Other - The Next Steps
Introduction
Like all other projects, there is always space for improvement.
This section has two parts: increasing of the data size and dealing with errors.
Increasing of the Data Size
Soon after the project started running, I found a mistake made by the researchers. The filter they applied was too strict and the actual data we need is ~2000TB.
Storage
Apparently, 2PB is beyond our current storage capability even with the tape library. Therefore, the storage portion for analyzed source data was discounted. The tape system, on the other hand, is really helpful for storing cold data. The logical volume and database developed are also very helpful in storing and tracking other kinds of data.
Network
Having 2PB of data increases the daily processing amount from 700 TB to over 2 TB, and poses a higher requirement to our network. Luckily, as the establishment of my mini datacenter, the network was upgraded to two gigabit links, which is sufficient. In order to reach the optimal downloading speed, the number of proxy nodes was increased to 9 (from B to J). With 10 download nodes (including the localhost), we can sometimes reach a speed of 2.4Gbps while downloading. It is amazing!

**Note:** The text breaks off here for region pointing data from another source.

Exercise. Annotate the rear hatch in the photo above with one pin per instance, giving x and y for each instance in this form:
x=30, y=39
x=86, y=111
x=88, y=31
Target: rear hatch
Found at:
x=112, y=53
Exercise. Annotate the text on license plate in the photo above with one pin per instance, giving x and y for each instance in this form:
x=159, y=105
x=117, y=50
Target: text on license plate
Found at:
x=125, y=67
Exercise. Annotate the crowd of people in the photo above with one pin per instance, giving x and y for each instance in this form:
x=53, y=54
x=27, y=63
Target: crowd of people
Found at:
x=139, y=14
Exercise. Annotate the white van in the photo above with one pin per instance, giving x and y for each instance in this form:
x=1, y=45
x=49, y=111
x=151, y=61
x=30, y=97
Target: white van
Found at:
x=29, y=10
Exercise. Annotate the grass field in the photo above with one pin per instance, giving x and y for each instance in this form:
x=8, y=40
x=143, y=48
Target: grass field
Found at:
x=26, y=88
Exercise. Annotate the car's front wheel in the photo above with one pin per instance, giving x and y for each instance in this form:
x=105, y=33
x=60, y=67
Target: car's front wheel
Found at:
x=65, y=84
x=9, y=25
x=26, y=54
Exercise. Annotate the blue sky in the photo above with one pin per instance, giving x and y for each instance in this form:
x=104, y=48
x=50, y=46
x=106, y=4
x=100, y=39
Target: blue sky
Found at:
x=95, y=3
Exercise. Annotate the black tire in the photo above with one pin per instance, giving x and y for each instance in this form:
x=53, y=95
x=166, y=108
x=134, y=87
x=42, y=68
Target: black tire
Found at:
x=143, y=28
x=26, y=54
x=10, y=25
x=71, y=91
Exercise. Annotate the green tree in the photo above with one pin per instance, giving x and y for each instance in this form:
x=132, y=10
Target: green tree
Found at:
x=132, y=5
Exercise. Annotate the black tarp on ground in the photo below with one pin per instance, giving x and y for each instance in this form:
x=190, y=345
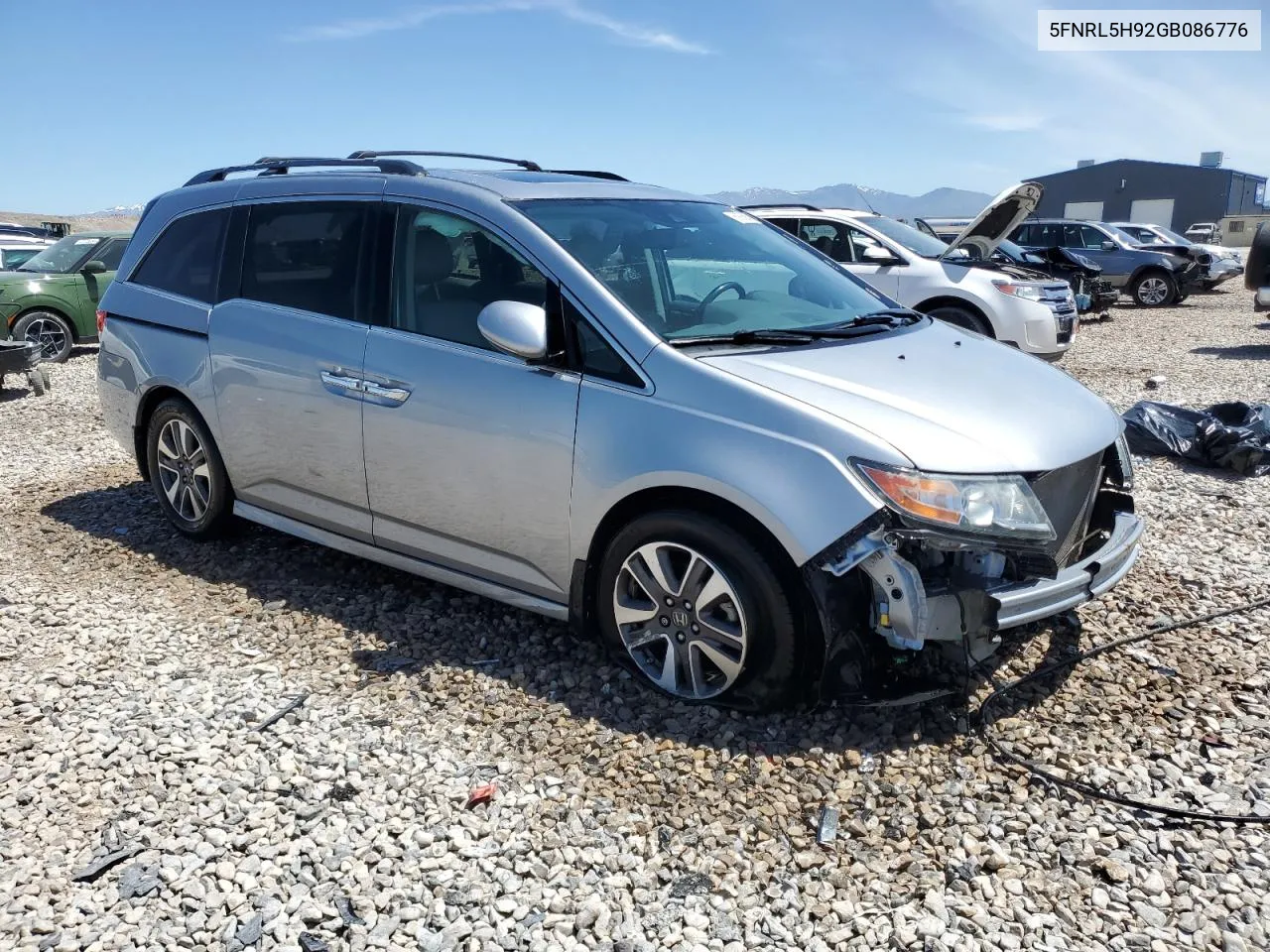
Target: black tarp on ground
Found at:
x=1230, y=435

After the upgrade, we can actually download 3 - 4 TB of data per day.
Analysis Server
Take advantage of an automated analysis pipeline, each analysis server can actually ingest about ~2 TB of data. In the worst case, we only need two analysis servers to catch up with the downloading speed. As a result, not only are the existing servers sufficient, but we can also reassign one to serve as an additional high-performance hypervisor.
Dealing with Errors
Currently, the script can only fix a small amount of errors. There are still a total of 20 TB of accessions that have an unknown error. It would take a while to manually deal with these errors, and it makes sense to develop a script to facilitate this process.
Other features, like improving the human interaction capabilities further, are not worth the time since the project was proposed to be completed in 2024.